Rack neuf ou rack d’occasion : critères de sécurité pour arbitrer
Un rack d’occasion correctement inspecté peut offrir un niveau de sécurité équivalent à du neuf, à condition de vérifier des points précis. La limite d’élasticité de l’acier ne se dégrade pas avec le temps si les profils n’ont subi ni choc ni corrosion.
Les éléments à contrôler avant d’accepter un rack d’occasion :
La verticalité des échelles se mesure au fil à plomb ou au laser. Un écart de quelques millimètres sur la hauteur totale peut indiquer un montant déformé, inapte à supporter sa charge nominale. Les lisses doivent s’emboîter dans les connecteurs sans jeu excessif ni forçage. Un verrouillage incomplet signifie que le profil de la lisse ou du connecteur a été altéré.
La peinture époxy d’origine protège l’acier de la corrosion. Dans les dépôts du Sud-Ouest exposés à l’humidité océanique (Bayonne, Dax, Arcachon), un rack dont le revêtement est écaillé sur les montants inférieurs rouillera rapidement. Le coût de repeinture ou de traitement anticorrosion doit entrer dans le calcul économique.
Un fournisseur local qui reconditionne ses racks et fournit un certificat de conformité par lot offre une traçabilité que le marché de l’occasion en ligne ne garantit pas toujours.

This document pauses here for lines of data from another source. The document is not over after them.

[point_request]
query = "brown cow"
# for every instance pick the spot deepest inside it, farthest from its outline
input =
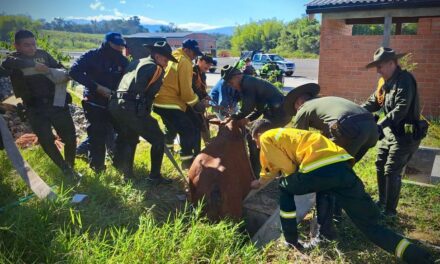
(221, 174)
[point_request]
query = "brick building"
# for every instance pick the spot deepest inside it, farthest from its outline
(343, 56)
(207, 43)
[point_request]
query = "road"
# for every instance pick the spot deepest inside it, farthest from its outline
(306, 71)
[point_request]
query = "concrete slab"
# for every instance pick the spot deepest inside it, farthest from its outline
(422, 165)
(262, 213)
(435, 173)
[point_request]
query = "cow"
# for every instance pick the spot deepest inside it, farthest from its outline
(221, 174)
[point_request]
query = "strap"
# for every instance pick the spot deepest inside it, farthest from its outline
(155, 77)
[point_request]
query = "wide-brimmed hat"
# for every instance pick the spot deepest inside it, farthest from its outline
(115, 38)
(192, 45)
(163, 48)
(311, 89)
(228, 71)
(384, 54)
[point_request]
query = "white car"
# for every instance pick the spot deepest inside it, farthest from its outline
(259, 59)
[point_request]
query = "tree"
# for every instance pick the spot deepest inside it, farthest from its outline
(257, 35)
(300, 35)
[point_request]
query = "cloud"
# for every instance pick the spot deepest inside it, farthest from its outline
(97, 5)
(194, 26)
(119, 15)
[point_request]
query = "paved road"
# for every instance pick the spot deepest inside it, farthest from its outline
(306, 71)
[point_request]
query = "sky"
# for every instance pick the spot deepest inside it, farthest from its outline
(192, 15)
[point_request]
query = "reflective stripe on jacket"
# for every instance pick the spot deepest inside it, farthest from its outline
(288, 150)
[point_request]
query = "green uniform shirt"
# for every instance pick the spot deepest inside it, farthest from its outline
(319, 112)
(258, 97)
(136, 79)
(401, 104)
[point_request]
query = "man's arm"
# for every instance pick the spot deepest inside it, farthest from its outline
(405, 95)
(51, 62)
(273, 160)
(144, 76)
(301, 120)
(185, 83)
(15, 63)
(79, 69)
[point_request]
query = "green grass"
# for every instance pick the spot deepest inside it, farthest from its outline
(140, 223)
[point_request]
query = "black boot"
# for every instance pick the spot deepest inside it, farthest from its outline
(394, 183)
(324, 208)
(381, 187)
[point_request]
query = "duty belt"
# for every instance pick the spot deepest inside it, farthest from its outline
(360, 117)
(127, 96)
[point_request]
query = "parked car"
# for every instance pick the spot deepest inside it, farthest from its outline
(260, 59)
(135, 46)
(214, 66)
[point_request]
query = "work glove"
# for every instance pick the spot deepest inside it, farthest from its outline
(103, 91)
(199, 107)
(380, 131)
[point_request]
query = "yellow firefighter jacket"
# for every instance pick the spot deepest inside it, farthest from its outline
(176, 91)
(287, 150)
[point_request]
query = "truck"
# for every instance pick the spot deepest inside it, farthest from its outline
(260, 58)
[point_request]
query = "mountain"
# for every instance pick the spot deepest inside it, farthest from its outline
(222, 30)
(152, 28)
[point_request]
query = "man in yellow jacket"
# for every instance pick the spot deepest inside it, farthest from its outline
(310, 163)
(176, 98)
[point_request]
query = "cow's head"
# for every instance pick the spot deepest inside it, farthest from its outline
(230, 130)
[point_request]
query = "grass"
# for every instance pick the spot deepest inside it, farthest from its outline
(140, 223)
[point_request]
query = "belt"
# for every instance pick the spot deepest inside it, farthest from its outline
(360, 117)
(127, 96)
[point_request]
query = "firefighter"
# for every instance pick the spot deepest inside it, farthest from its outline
(176, 99)
(310, 162)
(131, 109)
(347, 124)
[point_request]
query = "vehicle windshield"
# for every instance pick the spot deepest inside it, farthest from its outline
(276, 58)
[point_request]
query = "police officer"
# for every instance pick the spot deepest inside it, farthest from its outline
(258, 97)
(176, 98)
(310, 162)
(37, 92)
(224, 99)
(398, 97)
(131, 110)
(347, 124)
(100, 71)
(200, 88)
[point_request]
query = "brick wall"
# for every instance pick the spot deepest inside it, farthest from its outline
(343, 57)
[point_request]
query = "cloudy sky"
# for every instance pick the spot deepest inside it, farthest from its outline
(193, 15)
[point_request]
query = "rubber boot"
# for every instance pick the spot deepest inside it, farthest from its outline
(393, 184)
(382, 189)
(324, 207)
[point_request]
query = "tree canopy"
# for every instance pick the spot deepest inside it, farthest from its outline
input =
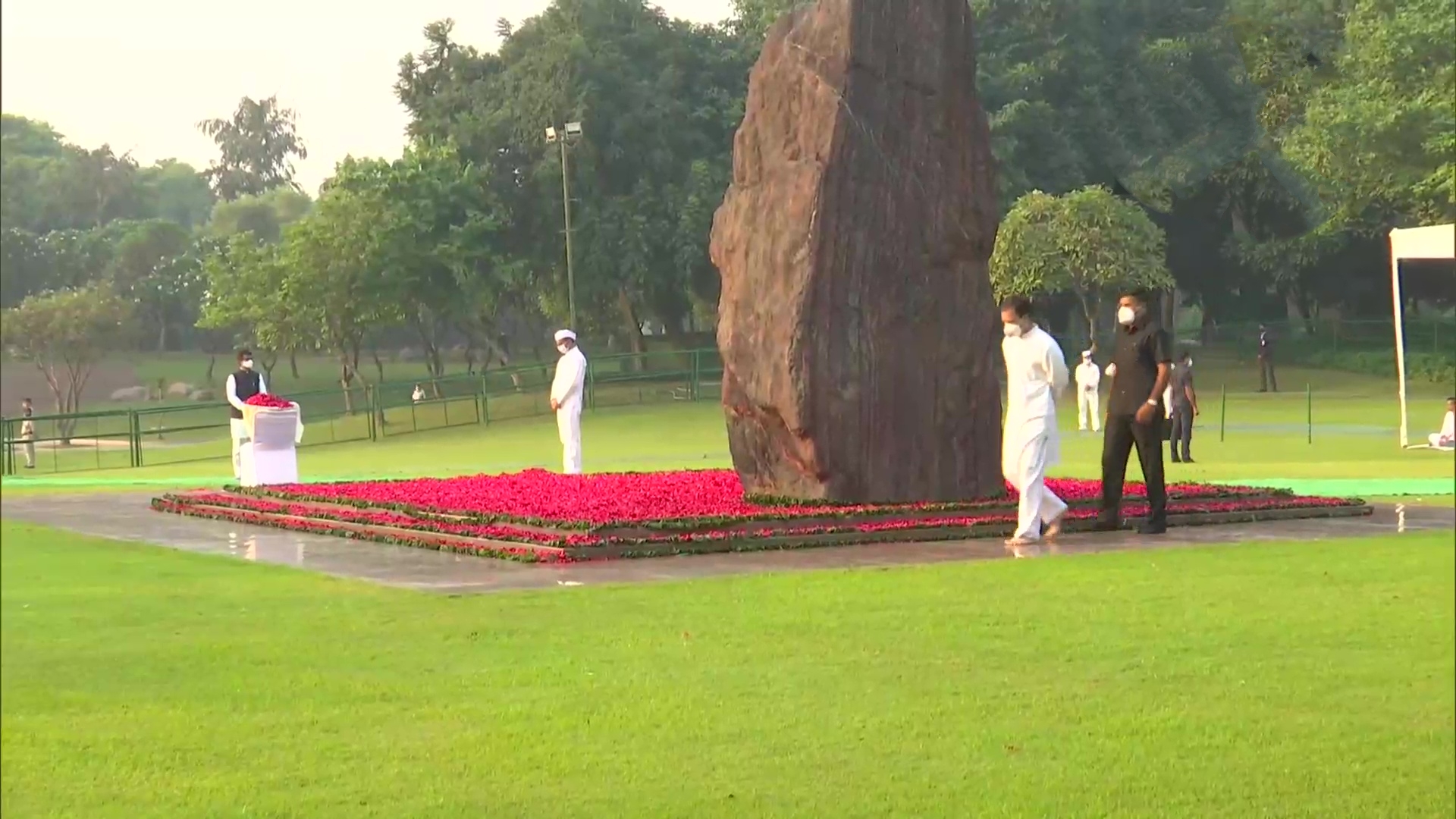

Le rack à palettes reste un équipement de production au même titre qu’une machine-outil : sa durée de service dépend de la rigueur du choix initial, du respect des charges admissibles et du suivi documenté de son état. Dans le Sud-Ouest, où les contraintes climatiques et sismiques s’ajoutent aux exigences réglementaires, chaque paramètre technique négligé au moment de l’achat se paie en maintenance corrective ou en arrêt d’exploitation.